A couple of weeks ago there was minor epidemic of news about a report out of Ohio State University claiming that students who used Facebook get lower grades. Even the earliest reporting of this story drew skeptical comments (here is one from April 15 in the Ohio State U’s student newspaper). OK, so students would always be skeptical about anti-student news; but on April 21, the Wall Street Journal expressed its skepticism too. No matter; it was the story a lot of people wanted to hear, and it spread faster than the Swine Flu. Another reason to fear and hate the Internet.

Now Eszter Hargittai of Northwestern U and the Berkman Center, working together with two colleagues, has re-done the study with a large database of students and found … no relation at all between Facebook use and grades. Or maybe a small POSITIVE correlation. 

Bet this story won’t go viral.

Is Regulation of Broadcast Speech an Anachronism?

May 1st, 2009 by Harry Lewis

We make that argument (which we learned from a paper by Larry Lessig and Yochai Benkler) in Chapter 8 of Blown to Bits. The outcome of the Supreme Court case of Fox v. FCC, decided this week, suggests that the line of reasoning we outline has some traction on the Court.

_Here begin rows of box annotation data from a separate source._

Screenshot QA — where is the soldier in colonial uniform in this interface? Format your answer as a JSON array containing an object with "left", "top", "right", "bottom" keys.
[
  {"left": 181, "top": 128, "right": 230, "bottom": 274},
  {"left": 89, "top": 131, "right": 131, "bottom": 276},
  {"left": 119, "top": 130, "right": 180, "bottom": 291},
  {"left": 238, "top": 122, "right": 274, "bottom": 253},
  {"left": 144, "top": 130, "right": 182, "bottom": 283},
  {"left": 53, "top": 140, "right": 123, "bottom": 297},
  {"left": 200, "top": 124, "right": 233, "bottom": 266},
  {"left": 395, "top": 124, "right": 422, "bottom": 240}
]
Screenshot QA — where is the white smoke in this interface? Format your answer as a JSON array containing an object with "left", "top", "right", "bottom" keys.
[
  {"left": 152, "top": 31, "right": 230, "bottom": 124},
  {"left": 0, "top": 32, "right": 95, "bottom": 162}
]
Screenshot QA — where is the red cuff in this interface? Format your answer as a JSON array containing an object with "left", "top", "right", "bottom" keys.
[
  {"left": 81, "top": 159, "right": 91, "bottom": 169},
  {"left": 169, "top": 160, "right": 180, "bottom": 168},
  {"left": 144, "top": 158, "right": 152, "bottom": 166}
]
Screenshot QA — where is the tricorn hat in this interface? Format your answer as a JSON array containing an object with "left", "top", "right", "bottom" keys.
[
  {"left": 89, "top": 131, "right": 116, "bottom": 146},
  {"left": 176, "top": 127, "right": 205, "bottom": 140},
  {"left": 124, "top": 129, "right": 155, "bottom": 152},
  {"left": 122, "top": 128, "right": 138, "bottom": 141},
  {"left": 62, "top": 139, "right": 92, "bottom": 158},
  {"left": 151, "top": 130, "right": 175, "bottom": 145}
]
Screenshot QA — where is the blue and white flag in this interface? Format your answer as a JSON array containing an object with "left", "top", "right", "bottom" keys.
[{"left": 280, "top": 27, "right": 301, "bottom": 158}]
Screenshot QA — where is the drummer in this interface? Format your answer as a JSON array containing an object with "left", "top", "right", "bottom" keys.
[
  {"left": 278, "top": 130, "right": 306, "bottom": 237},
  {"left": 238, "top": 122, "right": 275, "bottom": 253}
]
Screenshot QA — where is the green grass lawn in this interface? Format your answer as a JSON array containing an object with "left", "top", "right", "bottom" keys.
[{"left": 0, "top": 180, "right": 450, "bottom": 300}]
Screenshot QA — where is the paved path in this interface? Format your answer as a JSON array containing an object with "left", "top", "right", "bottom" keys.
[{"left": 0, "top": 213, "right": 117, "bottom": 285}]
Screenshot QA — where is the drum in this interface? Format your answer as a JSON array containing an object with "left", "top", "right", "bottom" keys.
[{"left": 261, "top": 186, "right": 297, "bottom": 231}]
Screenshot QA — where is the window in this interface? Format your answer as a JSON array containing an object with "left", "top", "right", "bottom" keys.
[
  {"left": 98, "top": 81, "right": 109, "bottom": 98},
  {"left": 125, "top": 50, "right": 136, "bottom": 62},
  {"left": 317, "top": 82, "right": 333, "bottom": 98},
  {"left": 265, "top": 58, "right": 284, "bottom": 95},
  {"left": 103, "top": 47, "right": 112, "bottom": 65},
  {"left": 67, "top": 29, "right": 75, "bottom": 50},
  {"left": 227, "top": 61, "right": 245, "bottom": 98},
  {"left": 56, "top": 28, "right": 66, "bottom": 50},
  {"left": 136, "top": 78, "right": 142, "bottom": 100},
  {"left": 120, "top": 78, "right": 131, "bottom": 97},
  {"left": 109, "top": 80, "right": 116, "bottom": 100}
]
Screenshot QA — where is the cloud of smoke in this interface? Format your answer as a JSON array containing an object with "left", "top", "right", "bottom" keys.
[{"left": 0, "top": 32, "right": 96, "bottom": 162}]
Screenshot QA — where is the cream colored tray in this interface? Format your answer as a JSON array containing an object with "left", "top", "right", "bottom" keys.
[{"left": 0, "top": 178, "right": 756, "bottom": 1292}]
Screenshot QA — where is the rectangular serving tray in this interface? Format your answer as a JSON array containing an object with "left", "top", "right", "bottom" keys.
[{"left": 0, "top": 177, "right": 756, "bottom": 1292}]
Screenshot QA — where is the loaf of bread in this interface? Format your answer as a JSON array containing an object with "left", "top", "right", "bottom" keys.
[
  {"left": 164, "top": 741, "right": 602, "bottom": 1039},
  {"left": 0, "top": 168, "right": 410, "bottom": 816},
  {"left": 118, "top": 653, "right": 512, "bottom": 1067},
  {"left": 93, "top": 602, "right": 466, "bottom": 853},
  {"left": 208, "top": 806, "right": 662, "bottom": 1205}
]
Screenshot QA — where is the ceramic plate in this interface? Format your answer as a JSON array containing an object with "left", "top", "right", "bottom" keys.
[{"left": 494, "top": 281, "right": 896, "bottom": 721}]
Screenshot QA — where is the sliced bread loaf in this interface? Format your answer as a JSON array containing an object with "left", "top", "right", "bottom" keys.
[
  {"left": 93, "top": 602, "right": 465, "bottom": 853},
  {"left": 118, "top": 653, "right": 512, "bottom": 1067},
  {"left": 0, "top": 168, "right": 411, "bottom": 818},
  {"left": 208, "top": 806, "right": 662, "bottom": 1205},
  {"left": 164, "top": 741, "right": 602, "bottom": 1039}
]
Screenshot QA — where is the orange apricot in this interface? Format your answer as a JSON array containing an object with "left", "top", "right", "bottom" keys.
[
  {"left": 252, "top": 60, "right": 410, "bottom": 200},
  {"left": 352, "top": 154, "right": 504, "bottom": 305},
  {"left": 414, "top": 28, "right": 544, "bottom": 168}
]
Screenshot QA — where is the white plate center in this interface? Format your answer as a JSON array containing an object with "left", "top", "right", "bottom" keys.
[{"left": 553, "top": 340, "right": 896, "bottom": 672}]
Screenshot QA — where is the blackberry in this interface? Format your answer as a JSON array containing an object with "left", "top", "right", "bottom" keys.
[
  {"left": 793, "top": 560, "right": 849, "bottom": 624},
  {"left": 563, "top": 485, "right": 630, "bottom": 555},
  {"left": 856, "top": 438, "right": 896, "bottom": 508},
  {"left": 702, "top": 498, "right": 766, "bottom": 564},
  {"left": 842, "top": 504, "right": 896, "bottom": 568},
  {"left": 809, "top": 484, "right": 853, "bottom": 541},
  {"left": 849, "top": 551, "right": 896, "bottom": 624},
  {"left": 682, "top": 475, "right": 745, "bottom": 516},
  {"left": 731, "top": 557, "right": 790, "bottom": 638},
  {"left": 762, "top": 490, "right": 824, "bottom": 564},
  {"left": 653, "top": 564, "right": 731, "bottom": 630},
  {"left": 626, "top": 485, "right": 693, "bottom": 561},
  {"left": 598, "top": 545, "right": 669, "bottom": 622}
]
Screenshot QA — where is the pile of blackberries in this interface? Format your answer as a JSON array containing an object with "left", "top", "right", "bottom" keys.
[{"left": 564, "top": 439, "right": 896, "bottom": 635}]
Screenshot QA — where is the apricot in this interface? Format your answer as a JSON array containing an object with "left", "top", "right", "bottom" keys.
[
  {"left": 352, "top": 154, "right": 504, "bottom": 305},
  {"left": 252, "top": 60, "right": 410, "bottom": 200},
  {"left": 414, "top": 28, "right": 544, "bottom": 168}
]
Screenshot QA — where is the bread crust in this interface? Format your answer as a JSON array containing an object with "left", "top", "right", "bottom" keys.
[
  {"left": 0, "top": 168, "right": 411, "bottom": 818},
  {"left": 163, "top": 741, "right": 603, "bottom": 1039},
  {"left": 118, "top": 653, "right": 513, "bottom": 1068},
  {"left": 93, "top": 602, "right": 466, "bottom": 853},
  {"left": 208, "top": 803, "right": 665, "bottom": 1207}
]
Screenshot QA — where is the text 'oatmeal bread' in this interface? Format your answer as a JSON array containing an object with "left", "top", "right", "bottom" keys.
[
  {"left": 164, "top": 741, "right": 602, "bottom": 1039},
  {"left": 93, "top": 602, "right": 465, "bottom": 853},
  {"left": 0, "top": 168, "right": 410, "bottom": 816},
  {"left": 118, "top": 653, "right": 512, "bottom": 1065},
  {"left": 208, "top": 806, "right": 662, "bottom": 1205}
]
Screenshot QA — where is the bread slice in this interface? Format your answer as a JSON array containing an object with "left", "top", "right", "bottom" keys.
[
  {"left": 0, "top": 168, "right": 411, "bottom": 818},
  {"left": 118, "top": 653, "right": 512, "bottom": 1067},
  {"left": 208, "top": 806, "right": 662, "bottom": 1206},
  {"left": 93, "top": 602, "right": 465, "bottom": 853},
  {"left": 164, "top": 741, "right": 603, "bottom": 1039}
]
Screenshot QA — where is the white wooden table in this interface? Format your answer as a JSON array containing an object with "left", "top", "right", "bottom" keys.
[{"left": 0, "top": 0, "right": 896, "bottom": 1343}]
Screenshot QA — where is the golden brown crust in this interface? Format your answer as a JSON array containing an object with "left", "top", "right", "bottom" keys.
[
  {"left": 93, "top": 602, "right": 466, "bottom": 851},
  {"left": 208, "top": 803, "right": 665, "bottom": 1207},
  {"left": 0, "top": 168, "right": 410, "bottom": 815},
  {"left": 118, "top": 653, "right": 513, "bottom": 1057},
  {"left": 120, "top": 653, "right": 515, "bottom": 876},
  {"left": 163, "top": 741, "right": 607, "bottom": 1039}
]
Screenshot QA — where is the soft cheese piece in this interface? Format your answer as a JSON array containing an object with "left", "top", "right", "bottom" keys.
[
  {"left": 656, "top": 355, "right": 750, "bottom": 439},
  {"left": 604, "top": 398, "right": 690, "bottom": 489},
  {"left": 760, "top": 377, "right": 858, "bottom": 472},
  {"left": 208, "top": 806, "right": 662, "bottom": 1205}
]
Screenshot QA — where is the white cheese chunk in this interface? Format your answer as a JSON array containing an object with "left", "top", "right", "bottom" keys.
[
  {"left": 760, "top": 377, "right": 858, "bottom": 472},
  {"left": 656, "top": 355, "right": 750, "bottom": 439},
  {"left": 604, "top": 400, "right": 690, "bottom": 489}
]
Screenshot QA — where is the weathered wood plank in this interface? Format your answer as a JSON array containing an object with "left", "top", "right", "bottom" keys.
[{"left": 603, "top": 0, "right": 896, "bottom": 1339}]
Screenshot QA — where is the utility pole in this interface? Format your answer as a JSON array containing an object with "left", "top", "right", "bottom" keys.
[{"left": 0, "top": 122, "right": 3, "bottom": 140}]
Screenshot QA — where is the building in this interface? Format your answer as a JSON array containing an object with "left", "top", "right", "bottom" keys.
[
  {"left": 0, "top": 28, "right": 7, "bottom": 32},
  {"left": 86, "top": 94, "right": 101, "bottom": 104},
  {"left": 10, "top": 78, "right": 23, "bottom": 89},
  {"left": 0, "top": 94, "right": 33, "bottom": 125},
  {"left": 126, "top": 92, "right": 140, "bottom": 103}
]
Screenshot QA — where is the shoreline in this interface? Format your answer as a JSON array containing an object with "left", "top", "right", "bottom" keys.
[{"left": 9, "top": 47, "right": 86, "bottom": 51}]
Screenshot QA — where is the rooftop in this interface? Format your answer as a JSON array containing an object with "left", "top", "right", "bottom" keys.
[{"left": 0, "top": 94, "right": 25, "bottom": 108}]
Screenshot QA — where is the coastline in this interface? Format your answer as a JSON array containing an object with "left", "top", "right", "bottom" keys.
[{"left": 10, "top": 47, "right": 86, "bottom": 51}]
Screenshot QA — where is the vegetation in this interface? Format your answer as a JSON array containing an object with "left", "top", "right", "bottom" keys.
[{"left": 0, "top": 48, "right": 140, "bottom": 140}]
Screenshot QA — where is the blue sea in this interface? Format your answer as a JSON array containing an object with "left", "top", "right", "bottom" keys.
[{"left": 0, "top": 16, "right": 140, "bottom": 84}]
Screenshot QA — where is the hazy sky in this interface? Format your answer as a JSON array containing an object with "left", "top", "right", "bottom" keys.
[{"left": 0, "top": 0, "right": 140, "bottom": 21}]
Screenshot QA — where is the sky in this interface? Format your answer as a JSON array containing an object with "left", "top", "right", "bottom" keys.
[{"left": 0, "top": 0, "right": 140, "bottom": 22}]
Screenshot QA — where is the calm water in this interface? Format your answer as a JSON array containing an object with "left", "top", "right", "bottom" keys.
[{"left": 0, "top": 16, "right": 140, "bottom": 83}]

The case, stimulated by Cher’s use of the F-word and Nicole Richie’s use of the S-word, was decided 5-4 in favor of the FCC, which would at first blush make it look like a loss for free-speech libertarians. But the case was decided on narrow administrative grounds; the only question on which the court took a position was whether the FCC had properly promulgated a reasonable regulation (its higher standard prohibiting even fleeting use of expletives at times when children were likely to hear them). The constitutional question of whether that regulation of free speech is in violation of the First Amendment the court let stand.

But the four in the minority seem not to support the restriction of broadcast speech at all. And one of the majority seems inclined in the same direction. That would be Justice Thomas. Although we might have expected him to have the least patience with foul speech on television, he takes the opportunity of writing his own opinion, concurring with the majority in its vote on the administrative question, but making plain that technological changes have shaken the court’s prior reasoning on the constitutional question.

The case has been sent back to the lower court, which will have to take up the constitutional question. Whatever it decides, if the decision is appealed, the Supreme Court may have an opportunity to come down once and for all on the federal government’s right to censor broadcast television.

A few passages from Justice Thomas’s opinion (full opinions here):

even if this Court’s disfavored treatment of broadcasters under the First Amendment could have been justified at the time of Red Lion and Pacifica, dramatic technological advances have eviscerated the factual assumptions underlying those decisions. Broadcast spectrum is significantly less scarce than it was 40 years ago. …

Moreover, traditional broadcast television and radio are no longer the “uniquely pervasive” media forms they once were. For most consumers, traditional broadcast media programming is now bundled with cable or satellite services.… Broadcast and other video programming is also widely available over the Internet. …  And like radio and television broadcasts, Internet access is now often freely available over the airwaves and can be accessed by portable computer, cell phones, and other wireless devices. …

These dramatic changes in factual circumstance swell support a departure from precedent ….

 

Getting Around the Censors

May 1st, 2009 by Harry Lewis

John Markoff of the New York Times has an excellent article about software that is being used in oppressive regimes to enable access to web sites that are blocked or censored by government officials. Interestingly, the Falun Gong followers are the leaders; they have multiple servers supporting their workarounds. For a time they were letting Iranians use the same servers, until the Iranians overwhelmed the capacity of the servers. Rather than allowing the service degradation to make the software unusable, it’s been restricted to use by Chinese.